17 – Mild Orange / The//Glow
Alors que leurs deux premiers albums sont encore réédités dans tous les coloris imaginables, on serait presque passés à côté du quatrième album de Mild Orange. C’eut été dommage parce que les Néo-Zélandais, désormais basés à Londres, s’y montrent une nouvelle fois à leur avantage, dans cette veine « middle of the road » qu’ils suivent avec succès depuis leurs débuts. Champions du mid-tempo et des productions confortables, ils auront ainsi distillé leurs compositions aux influences psychédéliques héritées des seventies, en s’exonérant du pompiérisme qui peut plomber les compositions de leurs contemporains, comme War On Drugs, et en transcendant le maniérisme d’un bon paquet d’artistes bedroom-pop en revendiquant la filiation légitime avec la scène de Dunedin (The Church, The Clean).

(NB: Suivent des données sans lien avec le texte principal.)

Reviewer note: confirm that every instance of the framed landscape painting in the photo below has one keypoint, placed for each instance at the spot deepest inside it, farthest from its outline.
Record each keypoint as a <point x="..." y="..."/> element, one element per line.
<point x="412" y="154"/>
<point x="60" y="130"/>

18 – Darksoft / Rationalism
Bien évidemment, on aura encore suivi avec attention l’activité débordante de Spirit Goth Records, label DIY qui livre ses publications hebdomadaires au gré de ses coups de cœur ou simplement pour soutenir les copains. Parmi les valeurs sûres du label aux côtés de Castlebeat, Phantom Youth, Yndling ou Cathedral Bells (qui ont tous alimenté l’actualité musicale ces derniers mois), on avait déjà savouré la bedroom-pop de Darksoft sur un album en 2024. Celui-ci est encore plus réussi, l’Américain affirmant ses influences shoegaze plus explicitement.
19 – Nightbus / Passenger
Comme beaucoup de jeunes groupes actuels, Nightbus se sera évertué en deux d’existence à occuper l’espace numérique en partageant la plupart des chansons qui constituent désormais son premier album, Passenger, publié par Melodic. En se portant au chevet du trio, le vénérable label de Manchester rappelle que la frontière entre new-wave et clubbing a été transcendée allégrement dans la moiteur de l’Hacienda lors de la vague Madchester. Les jeunes anglais ont baigné dans cette culture (ils citent d’ailleurs expressément New Order), et on leur a appris depuis leur plus jeune âge compris qu’on pouvait tout à la fois affirmer sa mélancolie et s’abandonner sur la piste de danse pour lâcher le trop plein d’émotions.
20 – Crushed / No Scope
Des fois, la musique ne s’adresse ni au cœur ni à la tête, mais ça picote au niveau des reins. C’est le cas avec Crushed quand Bre Morell chante, de sa voix qui mélange la pureté de Harriet Wheeler de The Sundays (à jamais dans nos cœurs d’artichauts) à la sensualité de Sarah Barthel, l’aguichante moitié de Phantogram. Avec son compère Shaun Durkan (qui chante pas mal également), le duo mélange sans retenue trip-hop, dreampop et beat électro. D’abord débusqués par Funeral Party (Whirr, Topographies, Fearing, Sculpture Club, …), le groupe qui se balade entre le Texas, l’Oregon et désormais Los Angeles a profité pleinement des moyens de Ghostly International pour offrir une production bien « fat & smoothy » à son premier album.